Two of contemporary music’s most uncompromising material thinkers meet on Music for Intersecting Planes: the American organist Kali Malone and the French cellist Leila Bordreuil. Malone works with oversaturated blocks of sound and sonic mass as a sustained pressure, while Bordreuil seeks friction – her cello a recalcitrant organism that creaks and resists.

What they share is an ascetic attention to the specificity of their instruments. The organ and the cello are pushed to their outer limits, where recognizability dissolves and overtones emerge like hidden entities.

The title pieces, »Intersecting Planes I» and »II«, unfold as undulating ruptures of sound: animalistic, almost elephantine cries that surge forward and recede again. Only rarely can the sound be identified as organ or cello. (»Pilots in the Night« comes closest to a familiar balance between the organ’s gravity and the cello’s resistance.) Otherwise, the music moves within a field between the metallic and the electronic, as if the sound originates neither from strings nor pipes.
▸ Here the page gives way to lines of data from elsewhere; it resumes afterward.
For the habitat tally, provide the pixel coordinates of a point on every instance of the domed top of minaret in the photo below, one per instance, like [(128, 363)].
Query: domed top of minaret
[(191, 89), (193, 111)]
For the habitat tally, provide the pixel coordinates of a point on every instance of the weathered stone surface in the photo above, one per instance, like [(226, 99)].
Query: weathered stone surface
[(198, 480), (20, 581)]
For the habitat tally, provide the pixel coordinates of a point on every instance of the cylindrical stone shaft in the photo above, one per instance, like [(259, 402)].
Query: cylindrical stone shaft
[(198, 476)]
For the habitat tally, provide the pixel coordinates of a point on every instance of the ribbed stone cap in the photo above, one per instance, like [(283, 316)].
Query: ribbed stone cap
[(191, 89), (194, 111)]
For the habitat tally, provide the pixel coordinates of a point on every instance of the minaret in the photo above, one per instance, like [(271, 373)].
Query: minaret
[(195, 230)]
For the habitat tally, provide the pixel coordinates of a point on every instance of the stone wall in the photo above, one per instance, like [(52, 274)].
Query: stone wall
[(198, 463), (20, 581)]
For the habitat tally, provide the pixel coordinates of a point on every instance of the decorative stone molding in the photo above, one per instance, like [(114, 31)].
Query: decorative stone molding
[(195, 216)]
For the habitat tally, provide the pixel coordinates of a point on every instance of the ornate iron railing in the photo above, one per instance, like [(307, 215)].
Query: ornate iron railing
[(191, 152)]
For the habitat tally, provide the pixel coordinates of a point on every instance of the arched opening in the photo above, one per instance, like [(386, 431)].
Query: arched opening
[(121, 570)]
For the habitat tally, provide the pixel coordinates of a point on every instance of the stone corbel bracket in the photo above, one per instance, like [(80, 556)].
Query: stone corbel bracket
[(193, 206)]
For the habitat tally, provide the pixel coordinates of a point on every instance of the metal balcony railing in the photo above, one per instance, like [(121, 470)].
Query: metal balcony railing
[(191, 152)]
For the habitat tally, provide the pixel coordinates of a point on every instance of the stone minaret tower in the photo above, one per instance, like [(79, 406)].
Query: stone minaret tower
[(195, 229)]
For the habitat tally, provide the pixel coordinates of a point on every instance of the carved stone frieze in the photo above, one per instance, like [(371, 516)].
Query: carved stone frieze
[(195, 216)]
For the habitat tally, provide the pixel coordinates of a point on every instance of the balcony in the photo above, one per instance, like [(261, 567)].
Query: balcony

It is not mass that is being explored here, but rather a kind of hollowness: an airiness that is not light, but permeated by an indeterminate resonance – something ancient, almost ceremonial. The album holds something far more porous and open than Malone and Bordreuil’s earlier works. The sound appears as a concave form, bending inward, like an absence of material. The sonic landscape carries its own dissolution within it as an inherent delay – as if the music exists, first and foremost, as the erosion of something one thought one heard.